Introducing the Enablement Soft-Skill Triangle – #LifeInEnablement

As the Enablement field matures, there are clear functional skills that professionals should have to be successful at their job. But the opinions vary significantly when it comes to the required soft skills that separate a good from an amazing Enabler. Most of the functional skills can be acquired through experience and tenure in the role. What I personally consider to be the key soft skills, on the other hand, require a certain kind of individual, personality, and character.

Hiring great Enablers is generally not an easy task due to the lack of seasoned professionals in this field. With that in mind, focusing on soft skills during your hiring process rather than functional skills opens a whole new world to introduce new talent to the field of Enablement, and to develop them to their full potential. Through my experience leading the Enablement practice at multiple organizations – often building one from scratch, even – I have developed what I call the Enablement Soft Skill Triangle. This shows the team skill set it takes to create a customer-centric Enablement ecosystem in your organization:

The Enablement Soft Skill Triangle

So how do these skills break down?

Be an effective communicator.

The core soft skill helping you to be very successful in the role as Enabler, is being an effective communicator. You can build the most innovative Enablement services, come up with never-heard ideas and develop new initiatives that positively impact your organization’s revenue. But unless you are able to communicate the what, why, and how behind them you will probably not get very far.

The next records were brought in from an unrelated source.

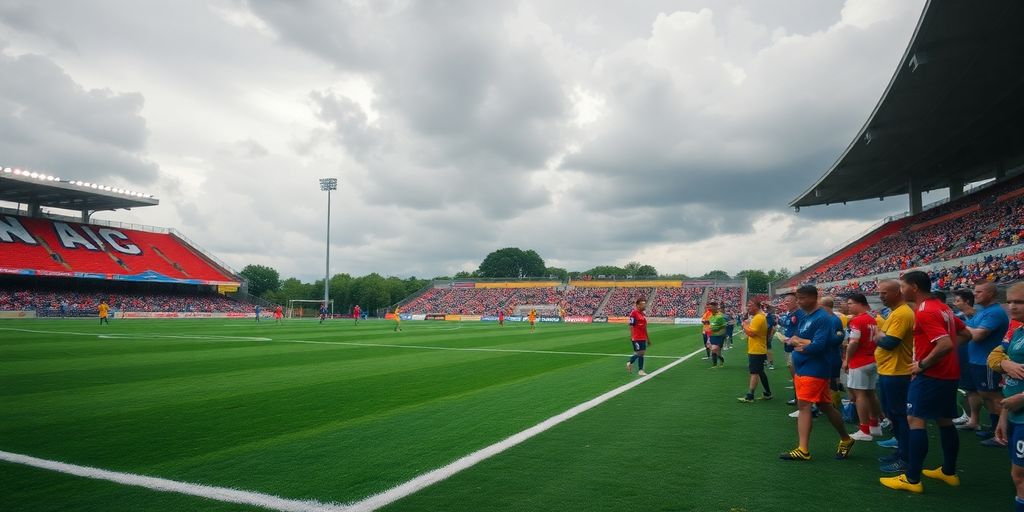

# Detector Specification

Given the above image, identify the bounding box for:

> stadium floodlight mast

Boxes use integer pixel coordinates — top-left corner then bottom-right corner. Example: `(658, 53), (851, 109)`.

(321, 178), (338, 305)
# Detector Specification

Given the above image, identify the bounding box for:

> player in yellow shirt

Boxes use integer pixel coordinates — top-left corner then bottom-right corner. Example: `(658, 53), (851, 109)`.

(874, 280), (914, 473)
(99, 300), (111, 326)
(739, 300), (771, 403)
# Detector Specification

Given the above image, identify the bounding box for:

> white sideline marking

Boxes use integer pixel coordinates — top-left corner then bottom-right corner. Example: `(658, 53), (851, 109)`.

(0, 327), (270, 341)
(0, 452), (347, 512)
(272, 340), (684, 359)
(345, 347), (703, 512)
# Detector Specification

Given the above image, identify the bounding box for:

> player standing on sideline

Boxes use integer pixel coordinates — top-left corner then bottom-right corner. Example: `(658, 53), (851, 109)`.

(708, 302), (726, 368)
(626, 298), (650, 377)
(874, 280), (913, 473)
(961, 281), (1010, 446)
(725, 314), (738, 350)
(99, 300), (111, 326)
(879, 270), (971, 493)
(843, 293), (882, 441)
(779, 285), (854, 461)
(700, 304), (711, 359)
(761, 302), (782, 370)
(739, 300), (771, 403)
(988, 283), (1024, 512)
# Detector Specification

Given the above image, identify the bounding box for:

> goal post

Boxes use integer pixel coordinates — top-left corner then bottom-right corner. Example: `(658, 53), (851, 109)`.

(288, 299), (334, 318)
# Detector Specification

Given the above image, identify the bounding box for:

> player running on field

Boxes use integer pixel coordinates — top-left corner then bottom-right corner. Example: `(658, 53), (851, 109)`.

(626, 298), (650, 377)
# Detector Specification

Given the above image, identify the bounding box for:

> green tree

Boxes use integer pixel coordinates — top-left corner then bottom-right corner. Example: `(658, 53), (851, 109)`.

(702, 270), (729, 281)
(476, 247), (545, 279)
(544, 266), (569, 281)
(239, 265), (281, 297)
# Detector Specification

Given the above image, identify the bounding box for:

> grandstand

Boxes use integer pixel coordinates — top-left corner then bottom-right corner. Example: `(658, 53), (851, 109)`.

(772, 2), (1024, 294)
(0, 168), (251, 316)
(399, 280), (745, 318)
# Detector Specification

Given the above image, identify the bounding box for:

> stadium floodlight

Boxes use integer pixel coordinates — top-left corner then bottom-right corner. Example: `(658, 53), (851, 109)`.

(321, 178), (338, 311)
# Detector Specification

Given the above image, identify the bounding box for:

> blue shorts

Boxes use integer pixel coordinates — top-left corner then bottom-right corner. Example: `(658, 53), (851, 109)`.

(746, 353), (768, 375)
(1007, 421), (1024, 468)
(906, 375), (959, 420)
(967, 364), (1002, 392)
(879, 375), (910, 418)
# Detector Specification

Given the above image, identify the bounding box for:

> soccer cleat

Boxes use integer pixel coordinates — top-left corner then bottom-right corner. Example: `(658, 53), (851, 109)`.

(879, 474), (925, 495)
(778, 447), (811, 461)
(879, 459), (906, 473)
(850, 430), (874, 441)
(921, 467), (959, 487)
(836, 437), (856, 461)
(981, 437), (1006, 447)
(879, 437), (899, 449)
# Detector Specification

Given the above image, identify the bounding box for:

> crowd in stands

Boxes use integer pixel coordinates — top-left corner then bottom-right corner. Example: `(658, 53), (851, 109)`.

(647, 287), (705, 318)
(0, 288), (253, 316)
(708, 287), (743, 314)
(561, 288), (610, 316)
(597, 288), (654, 316)
(798, 186), (1024, 283)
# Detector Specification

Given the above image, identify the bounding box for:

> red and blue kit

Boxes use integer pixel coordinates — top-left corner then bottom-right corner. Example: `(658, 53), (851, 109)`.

(913, 298), (965, 380)
(630, 309), (647, 341)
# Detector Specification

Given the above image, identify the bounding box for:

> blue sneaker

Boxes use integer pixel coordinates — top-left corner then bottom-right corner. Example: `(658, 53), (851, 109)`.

(879, 460), (906, 473)
(877, 437), (899, 450)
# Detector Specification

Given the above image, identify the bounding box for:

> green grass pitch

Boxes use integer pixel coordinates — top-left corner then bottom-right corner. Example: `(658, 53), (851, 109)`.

(0, 319), (1014, 511)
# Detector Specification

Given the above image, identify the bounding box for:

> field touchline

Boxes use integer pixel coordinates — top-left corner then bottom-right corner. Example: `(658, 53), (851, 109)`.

(335, 348), (703, 512)
(273, 340), (688, 359)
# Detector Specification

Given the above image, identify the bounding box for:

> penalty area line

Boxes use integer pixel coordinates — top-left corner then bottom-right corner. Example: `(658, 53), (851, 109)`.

(345, 347), (703, 512)
(0, 451), (346, 512)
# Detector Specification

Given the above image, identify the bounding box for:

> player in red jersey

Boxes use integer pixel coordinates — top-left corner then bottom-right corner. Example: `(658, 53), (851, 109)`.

(880, 270), (971, 493)
(626, 298), (651, 377)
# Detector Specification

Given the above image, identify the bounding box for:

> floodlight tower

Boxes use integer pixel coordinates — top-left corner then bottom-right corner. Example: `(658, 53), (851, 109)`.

(321, 178), (338, 307)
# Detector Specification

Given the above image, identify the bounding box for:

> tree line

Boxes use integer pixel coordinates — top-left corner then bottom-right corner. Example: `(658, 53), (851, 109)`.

(240, 247), (791, 311)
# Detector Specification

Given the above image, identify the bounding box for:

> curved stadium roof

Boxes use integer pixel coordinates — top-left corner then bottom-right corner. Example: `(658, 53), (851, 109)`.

(790, 0), (1024, 208)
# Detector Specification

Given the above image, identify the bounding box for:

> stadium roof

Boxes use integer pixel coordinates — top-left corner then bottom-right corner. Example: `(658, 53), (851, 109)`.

(790, 0), (1024, 211)
(0, 167), (160, 211)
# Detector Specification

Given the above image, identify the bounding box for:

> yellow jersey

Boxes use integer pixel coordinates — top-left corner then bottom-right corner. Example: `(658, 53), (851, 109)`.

(874, 304), (913, 376)
(746, 313), (768, 355)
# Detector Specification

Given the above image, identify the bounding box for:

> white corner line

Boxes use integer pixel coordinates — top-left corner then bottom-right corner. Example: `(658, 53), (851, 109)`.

(345, 347), (705, 512)
(0, 452), (346, 512)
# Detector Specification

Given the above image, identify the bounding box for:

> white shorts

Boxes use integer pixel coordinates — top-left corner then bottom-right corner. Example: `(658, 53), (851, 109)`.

(846, 362), (879, 390)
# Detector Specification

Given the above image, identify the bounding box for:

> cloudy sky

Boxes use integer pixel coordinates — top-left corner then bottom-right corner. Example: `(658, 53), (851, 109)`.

(0, 0), (938, 280)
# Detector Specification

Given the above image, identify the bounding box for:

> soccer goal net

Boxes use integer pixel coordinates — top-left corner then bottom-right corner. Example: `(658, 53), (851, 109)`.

(288, 299), (334, 318)
(512, 304), (558, 316)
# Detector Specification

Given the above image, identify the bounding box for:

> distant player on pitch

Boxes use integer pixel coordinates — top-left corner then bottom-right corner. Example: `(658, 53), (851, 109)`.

(626, 298), (650, 377)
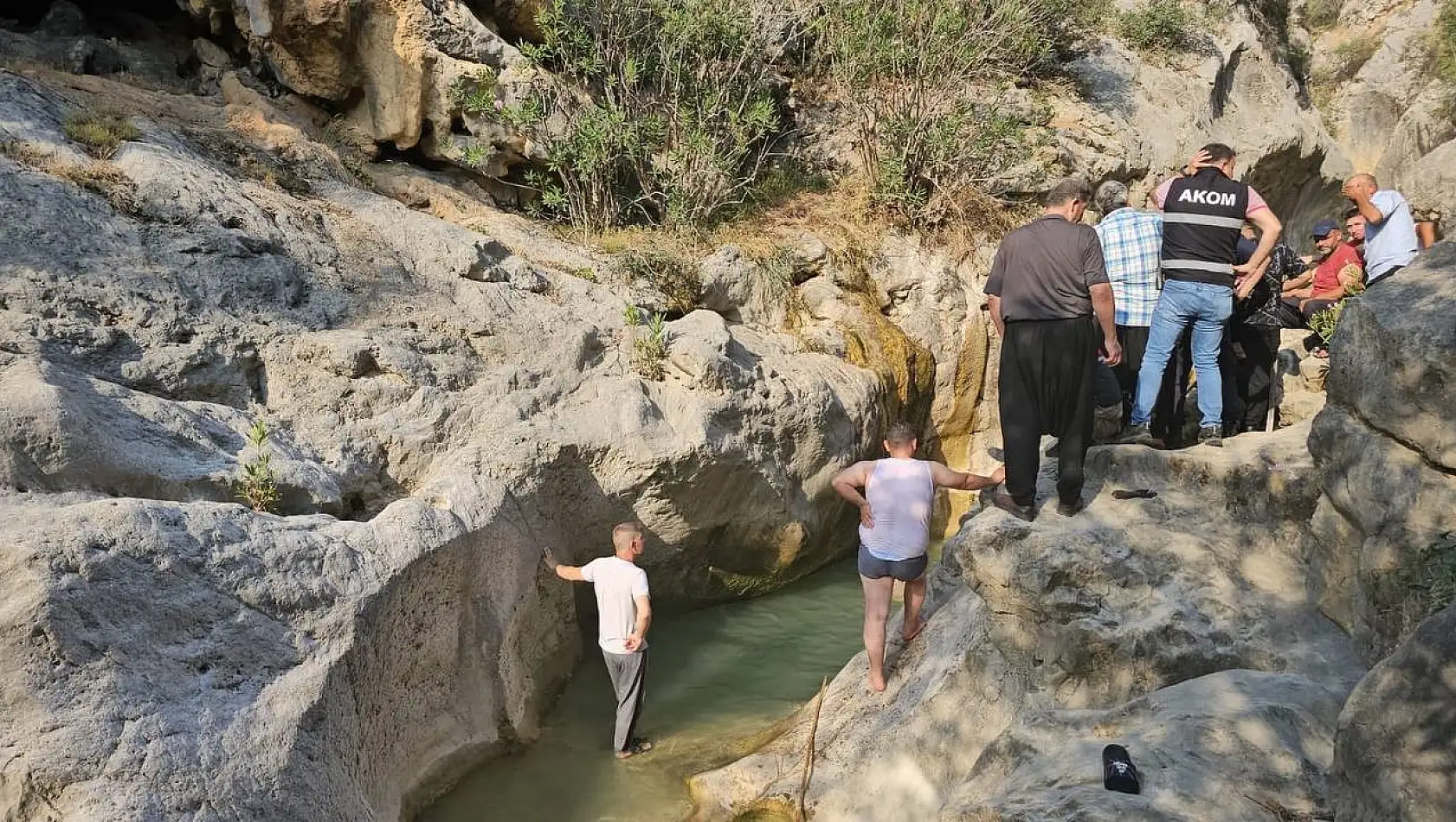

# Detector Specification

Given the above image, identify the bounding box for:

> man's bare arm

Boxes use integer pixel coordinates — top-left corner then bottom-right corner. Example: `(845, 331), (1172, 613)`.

(1087, 282), (1123, 365)
(931, 463), (1006, 491)
(623, 595), (653, 651)
(1234, 208), (1285, 273)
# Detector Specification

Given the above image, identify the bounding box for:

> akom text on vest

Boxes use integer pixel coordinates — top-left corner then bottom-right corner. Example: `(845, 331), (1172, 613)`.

(1178, 188), (1238, 205)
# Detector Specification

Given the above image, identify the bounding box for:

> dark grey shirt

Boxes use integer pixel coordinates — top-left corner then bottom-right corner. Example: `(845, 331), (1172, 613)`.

(986, 214), (1108, 323)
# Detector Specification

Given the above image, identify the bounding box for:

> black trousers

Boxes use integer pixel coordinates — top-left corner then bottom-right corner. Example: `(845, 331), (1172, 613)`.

(1219, 323), (1279, 433)
(1001, 318), (1101, 504)
(1112, 326), (1193, 442)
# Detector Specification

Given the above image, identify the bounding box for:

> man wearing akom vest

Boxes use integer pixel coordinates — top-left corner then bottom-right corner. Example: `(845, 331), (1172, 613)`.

(1118, 143), (1279, 446)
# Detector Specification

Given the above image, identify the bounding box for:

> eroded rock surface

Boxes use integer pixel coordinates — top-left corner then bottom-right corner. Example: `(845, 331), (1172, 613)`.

(0, 67), (882, 822)
(693, 427), (1363, 822)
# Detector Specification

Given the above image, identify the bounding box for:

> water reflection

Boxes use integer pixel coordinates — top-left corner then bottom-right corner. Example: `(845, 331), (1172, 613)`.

(419, 562), (862, 822)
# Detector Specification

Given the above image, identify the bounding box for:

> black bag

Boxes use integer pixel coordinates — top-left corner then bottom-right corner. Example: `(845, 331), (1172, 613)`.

(1102, 745), (1143, 793)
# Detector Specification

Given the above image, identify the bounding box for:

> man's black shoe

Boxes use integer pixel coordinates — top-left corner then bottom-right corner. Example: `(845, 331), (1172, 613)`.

(982, 489), (1037, 523)
(1114, 425), (1156, 446)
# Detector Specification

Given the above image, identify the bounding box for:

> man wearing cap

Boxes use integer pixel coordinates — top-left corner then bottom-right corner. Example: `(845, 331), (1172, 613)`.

(1118, 143), (1281, 446)
(1283, 220), (1364, 324)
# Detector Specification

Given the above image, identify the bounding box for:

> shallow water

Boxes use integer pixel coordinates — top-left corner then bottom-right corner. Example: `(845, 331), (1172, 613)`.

(419, 562), (863, 822)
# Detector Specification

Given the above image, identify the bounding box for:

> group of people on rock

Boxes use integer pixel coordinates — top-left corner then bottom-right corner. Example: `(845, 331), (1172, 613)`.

(551, 143), (1431, 758)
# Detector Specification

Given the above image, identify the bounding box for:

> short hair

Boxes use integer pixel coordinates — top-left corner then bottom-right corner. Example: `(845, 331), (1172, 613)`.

(611, 523), (642, 551)
(1200, 143), (1239, 163)
(1093, 180), (1127, 214)
(886, 422), (920, 446)
(1047, 177), (1092, 208)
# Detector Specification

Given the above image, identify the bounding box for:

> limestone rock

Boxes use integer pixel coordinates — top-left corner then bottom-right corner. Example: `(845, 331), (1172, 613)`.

(0, 68), (884, 822)
(1309, 243), (1456, 664)
(692, 427), (1363, 822)
(1330, 605), (1456, 822)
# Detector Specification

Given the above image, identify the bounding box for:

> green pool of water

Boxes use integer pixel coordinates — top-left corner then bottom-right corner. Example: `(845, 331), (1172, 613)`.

(418, 562), (863, 822)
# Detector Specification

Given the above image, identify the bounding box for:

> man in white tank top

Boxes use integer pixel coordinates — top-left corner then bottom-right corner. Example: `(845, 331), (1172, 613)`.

(834, 422), (1006, 691)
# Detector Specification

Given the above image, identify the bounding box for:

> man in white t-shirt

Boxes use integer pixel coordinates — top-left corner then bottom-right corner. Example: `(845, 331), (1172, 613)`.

(1343, 175), (1421, 286)
(557, 523), (653, 760)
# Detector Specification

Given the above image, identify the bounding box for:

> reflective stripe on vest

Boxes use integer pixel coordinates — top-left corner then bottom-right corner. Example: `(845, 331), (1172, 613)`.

(1163, 211), (1243, 228)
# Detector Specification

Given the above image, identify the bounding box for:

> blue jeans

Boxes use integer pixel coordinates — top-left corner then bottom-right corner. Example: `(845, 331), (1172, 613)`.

(1131, 279), (1234, 427)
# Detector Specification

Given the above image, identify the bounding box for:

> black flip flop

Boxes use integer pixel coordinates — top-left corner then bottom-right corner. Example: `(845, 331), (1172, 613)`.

(1112, 487), (1157, 499)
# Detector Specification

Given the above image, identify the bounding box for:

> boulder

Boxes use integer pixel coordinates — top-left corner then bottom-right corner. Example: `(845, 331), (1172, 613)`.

(692, 427), (1364, 822)
(0, 66), (884, 822)
(1330, 602), (1456, 822)
(1309, 243), (1456, 664)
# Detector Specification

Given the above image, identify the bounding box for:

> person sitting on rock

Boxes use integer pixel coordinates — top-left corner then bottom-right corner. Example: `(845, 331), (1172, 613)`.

(986, 177), (1118, 511)
(553, 523), (653, 760)
(833, 422), (1006, 691)
(1281, 220), (1364, 327)
(1345, 209), (1364, 265)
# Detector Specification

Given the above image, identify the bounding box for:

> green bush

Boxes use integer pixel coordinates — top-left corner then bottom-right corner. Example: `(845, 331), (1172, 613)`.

(502, 0), (783, 228)
(1117, 0), (1198, 51)
(448, 68), (497, 117)
(617, 250), (703, 314)
(818, 0), (1091, 224)
(1305, 0), (1343, 32)
(235, 419), (281, 511)
(632, 314), (668, 382)
(1309, 299), (1345, 344)
(61, 109), (141, 160)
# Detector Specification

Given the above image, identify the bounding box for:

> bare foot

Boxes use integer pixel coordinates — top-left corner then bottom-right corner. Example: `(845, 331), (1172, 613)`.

(869, 671), (886, 694)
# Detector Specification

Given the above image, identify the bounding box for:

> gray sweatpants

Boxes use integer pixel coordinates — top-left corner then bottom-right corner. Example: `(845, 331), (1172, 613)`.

(602, 649), (647, 751)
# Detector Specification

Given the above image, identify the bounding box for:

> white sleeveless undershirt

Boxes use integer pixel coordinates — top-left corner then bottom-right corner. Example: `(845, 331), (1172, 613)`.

(859, 457), (935, 562)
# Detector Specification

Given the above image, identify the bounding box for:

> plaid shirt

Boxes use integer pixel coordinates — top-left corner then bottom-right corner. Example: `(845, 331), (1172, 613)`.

(1097, 207), (1163, 327)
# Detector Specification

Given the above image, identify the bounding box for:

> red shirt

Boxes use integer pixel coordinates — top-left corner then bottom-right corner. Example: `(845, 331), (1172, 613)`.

(1315, 243), (1364, 294)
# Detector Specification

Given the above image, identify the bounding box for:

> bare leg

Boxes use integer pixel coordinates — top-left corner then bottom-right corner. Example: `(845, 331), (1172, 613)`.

(899, 573), (924, 642)
(859, 576), (895, 691)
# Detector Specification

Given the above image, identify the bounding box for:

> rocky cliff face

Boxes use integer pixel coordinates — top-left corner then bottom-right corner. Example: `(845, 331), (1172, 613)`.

(0, 61), (881, 819)
(693, 427), (1363, 822)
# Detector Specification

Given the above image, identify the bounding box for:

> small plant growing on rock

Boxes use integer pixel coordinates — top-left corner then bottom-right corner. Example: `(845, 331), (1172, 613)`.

(1309, 299), (1345, 344)
(632, 314), (668, 382)
(61, 109), (141, 160)
(617, 250), (703, 314)
(235, 419), (281, 512)
(1117, 0), (1198, 51)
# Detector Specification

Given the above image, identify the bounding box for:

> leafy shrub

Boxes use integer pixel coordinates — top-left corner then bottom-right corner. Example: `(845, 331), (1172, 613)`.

(1117, 0), (1198, 51)
(61, 109), (141, 160)
(1309, 299), (1345, 344)
(622, 303), (642, 327)
(1382, 531), (1456, 648)
(632, 314), (668, 380)
(1430, 0), (1456, 86)
(502, 0), (782, 228)
(448, 67), (497, 117)
(617, 250), (703, 316)
(820, 0), (1083, 224)
(235, 419), (281, 511)
(1305, 0), (1343, 32)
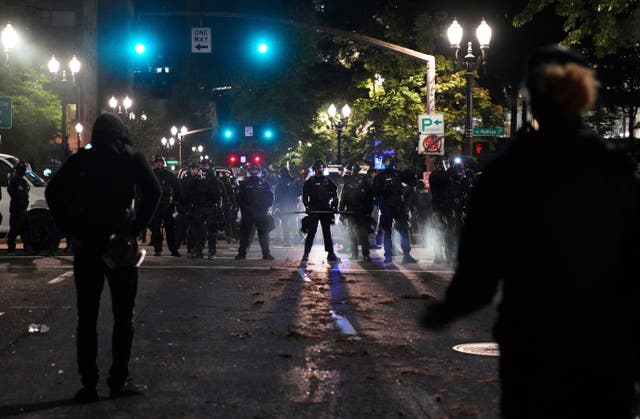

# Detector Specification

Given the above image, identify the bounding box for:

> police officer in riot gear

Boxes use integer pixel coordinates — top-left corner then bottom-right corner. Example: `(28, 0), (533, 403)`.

(150, 154), (180, 257)
(218, 172), (237, 243)
(302, 160), (339, 262)
(191, 159), (224, 260)
(176, 162), (200, 255)
(373, 155), (417, 263)
(339, 163), (374, 262)
(275, 167), (301, 246)
(236, 164), (275, 260)
(7, 161), (29, 253)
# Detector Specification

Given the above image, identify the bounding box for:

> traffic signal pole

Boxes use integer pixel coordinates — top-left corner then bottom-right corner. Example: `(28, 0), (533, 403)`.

(138, 12), (436, 114)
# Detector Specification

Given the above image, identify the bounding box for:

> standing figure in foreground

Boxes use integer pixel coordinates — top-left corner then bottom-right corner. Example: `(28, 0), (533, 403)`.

(424, 46), (640, 419)
(373, 155), (417, 263)
(236, 164), (275, 260)
(45, 114), (160, 402)
(7, 161), (29, 254)
(302, 160), (338, 262)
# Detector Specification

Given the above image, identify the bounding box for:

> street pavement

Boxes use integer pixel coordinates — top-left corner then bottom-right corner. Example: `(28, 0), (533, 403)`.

(0, 240), (499, 418)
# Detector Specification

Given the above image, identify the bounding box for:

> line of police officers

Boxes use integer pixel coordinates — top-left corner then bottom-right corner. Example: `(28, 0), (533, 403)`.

(150, 155), (476, 263)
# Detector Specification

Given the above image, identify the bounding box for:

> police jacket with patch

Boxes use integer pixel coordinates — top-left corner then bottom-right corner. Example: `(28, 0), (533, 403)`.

(238, 176), (273, 216)
(302, 175), (338, 211)
(373, 168), (405, 209)
(7, 174), (29, 212)
(339, 174), (374, 215)
(153, 167), (181, 205)
(45, 146), (161, 244)
(191, 171), (224, 208)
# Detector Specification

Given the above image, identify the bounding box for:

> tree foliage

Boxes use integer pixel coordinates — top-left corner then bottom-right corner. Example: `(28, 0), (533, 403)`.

(513, 0), (640, 57)
(0, 67), (62, 166)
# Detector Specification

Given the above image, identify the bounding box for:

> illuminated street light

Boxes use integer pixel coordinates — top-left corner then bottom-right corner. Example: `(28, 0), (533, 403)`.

(447, 19), (491, 155)
(327, 103), (351, 164)
(75, 122), (84, 153)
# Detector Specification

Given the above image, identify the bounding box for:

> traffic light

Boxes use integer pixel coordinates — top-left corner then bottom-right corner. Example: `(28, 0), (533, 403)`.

(222, 128), (235, 141)
(133, 42), (147, 55)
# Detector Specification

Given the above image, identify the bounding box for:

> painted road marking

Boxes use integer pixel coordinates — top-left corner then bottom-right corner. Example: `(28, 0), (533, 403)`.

(5, 266), (454, 275)
(48, 271), (73, 284)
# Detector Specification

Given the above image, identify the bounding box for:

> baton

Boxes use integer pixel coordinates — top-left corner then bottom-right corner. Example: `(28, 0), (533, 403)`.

(285, 211), (357, 215)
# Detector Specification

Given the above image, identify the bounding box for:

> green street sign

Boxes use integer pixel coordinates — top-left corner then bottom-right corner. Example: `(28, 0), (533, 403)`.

(0, 97), (11, 129)
(473, 127), (504, 137)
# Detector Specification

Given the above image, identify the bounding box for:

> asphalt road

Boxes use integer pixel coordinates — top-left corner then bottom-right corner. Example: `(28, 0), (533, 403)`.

(0, 238), (499, 418)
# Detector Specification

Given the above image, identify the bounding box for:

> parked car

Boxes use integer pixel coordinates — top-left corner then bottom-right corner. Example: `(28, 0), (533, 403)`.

(0, 154), (55, 251)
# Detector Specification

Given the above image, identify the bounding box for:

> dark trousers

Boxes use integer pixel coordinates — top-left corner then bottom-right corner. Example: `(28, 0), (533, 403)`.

(380, 207), (411, 258)
(73, 247), (138, 387)
(7, 210), (29, 252)
(151, 204), (178, 252)
(191, 206), (218, 256)
(304, 214), (333, 253)
(238, 214), (271, 256)
(280, 215), (296, 244)
(347, 216), (370, 256)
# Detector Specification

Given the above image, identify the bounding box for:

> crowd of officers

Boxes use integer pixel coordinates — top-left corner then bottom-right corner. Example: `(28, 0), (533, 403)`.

(149, 155), (474, 263)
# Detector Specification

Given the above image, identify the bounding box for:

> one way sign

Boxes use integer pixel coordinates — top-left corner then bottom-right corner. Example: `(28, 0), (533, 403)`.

(191, 28), (211, 54)
(418, 113), (444, 135)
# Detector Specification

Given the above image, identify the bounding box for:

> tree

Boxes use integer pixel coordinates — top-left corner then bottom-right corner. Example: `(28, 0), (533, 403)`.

(0, 67), (62, 166)
(513, 0), (640, 57)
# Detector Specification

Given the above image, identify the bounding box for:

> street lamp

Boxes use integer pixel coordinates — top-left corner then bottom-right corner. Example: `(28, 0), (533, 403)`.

(447, 19), (491, 155)
(47, 55), (81, 162)
(76, 122), (84, 153)
(1, 23), (18, 62)
(327, 103), (351, 164)
(109, 96), (118, 113)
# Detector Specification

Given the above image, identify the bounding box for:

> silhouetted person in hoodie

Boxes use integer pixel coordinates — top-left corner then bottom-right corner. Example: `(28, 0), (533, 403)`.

(424, 46), (640, 419)
(45, 114), (160, 402)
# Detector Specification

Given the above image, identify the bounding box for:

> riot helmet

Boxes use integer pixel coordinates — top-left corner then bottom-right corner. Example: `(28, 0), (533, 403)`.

(382, 154), (396, 169)
(247, 163), (262, 177)
(312, 160), (324, 176)
(151, 154), (167, 167)
(344, 163), (360, 175)
(14, 161), (27, 176)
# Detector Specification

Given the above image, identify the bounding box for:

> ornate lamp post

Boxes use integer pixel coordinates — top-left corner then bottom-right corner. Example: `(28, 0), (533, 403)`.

(327, 103), (351, 164)
(47, 55), (81, 162)
(447, 19), (491, 155)
(75, 122), (84, 153)
(1, 23), (18, 63)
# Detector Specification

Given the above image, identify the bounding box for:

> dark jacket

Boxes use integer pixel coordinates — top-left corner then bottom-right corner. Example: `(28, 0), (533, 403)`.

(45, 114), (160, 248)
(153, 167), (182, 206)
(238, 176), (273, 216)
(434, 123), (640, 374)
(7, 173), (29, 213)
(339, 174), (374, 215)
(302, 175), (338, 211)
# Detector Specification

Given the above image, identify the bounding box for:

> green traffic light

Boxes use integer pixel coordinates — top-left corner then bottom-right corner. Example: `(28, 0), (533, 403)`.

(134, 43), (147, 55)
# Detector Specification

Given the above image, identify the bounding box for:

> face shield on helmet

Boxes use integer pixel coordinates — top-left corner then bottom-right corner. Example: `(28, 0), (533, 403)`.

(312, 160), (324, 176)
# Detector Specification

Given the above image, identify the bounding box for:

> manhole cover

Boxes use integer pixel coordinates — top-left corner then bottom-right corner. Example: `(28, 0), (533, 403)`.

(453, 342), (500, 356)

This goes beyond knowing what to say in the first place. It is just as important to understand quickly who needs to know what, how much detail you should provide, when to communicate, and the right vehicle of communication (call, meeting, email etc.) for each key stakeholder. The key is to know who cares about what the most, who will be a positive influence or a detractor, and to change your communication strategy accordingly. Clear articulation of your goals and objectives will be key influence stakeholders across the organization.

Be a strong influencer.

Communications skills are key, but they go hand-in-hand with influencing skills. When building Enablement services for your organization you will have to gain buy-in from a lot of stakeholders and people in the field. Many different opinions usually lead to very lengthy design phases of these services. It is key to be able to influence stakeholders to drive towards a common agreement quickly, which ultimately allows Enablers to drive urgency and progress.

With the Enablement field being still relatively new and partly undiscovered, any professional has to be creative, try new ideas while thinking out-of-the-box. Looking at situations and challenges from a different perspective and proposing new approaches requires a lot of influencing skills especially if an organization is resistant to change. Without being able to drive innovation, the field of Enablement won’t be able to grow and evolve. The combination of being an effective communicator and a strong influencer leads to the third and final complementary soft skill.

Be an inspiring connector.

Too often, Enablement is viewed as a “program” or a “function” with a beginning and an end. If you instead aspire to create a customer-centric ecosystem in your organization where information, feedback, and content flows freely, you have to be able to connect people and business units with each other. The ability to build bridges, to connect people who might not have the same goals and objectives, to create open feedback channels, and to manage conflict and friction are all part of being an outstanding connector. Accomplishing this means inspiring people to let them see new ways of working with one another, and ultimately enrolling them in new possibilities. Being a source of inspiration for the people in your organization is not just important when things are going well, it is crucial in times of struggle.

The key is to understand the extremely powerful connection between being an effective communicator, a strong influencer, and an inspiring connector and the power it unlocks when balanced in the right way. When you bring all of these soft skills to the table, your Enablement team is set up for success – even before the technical skills.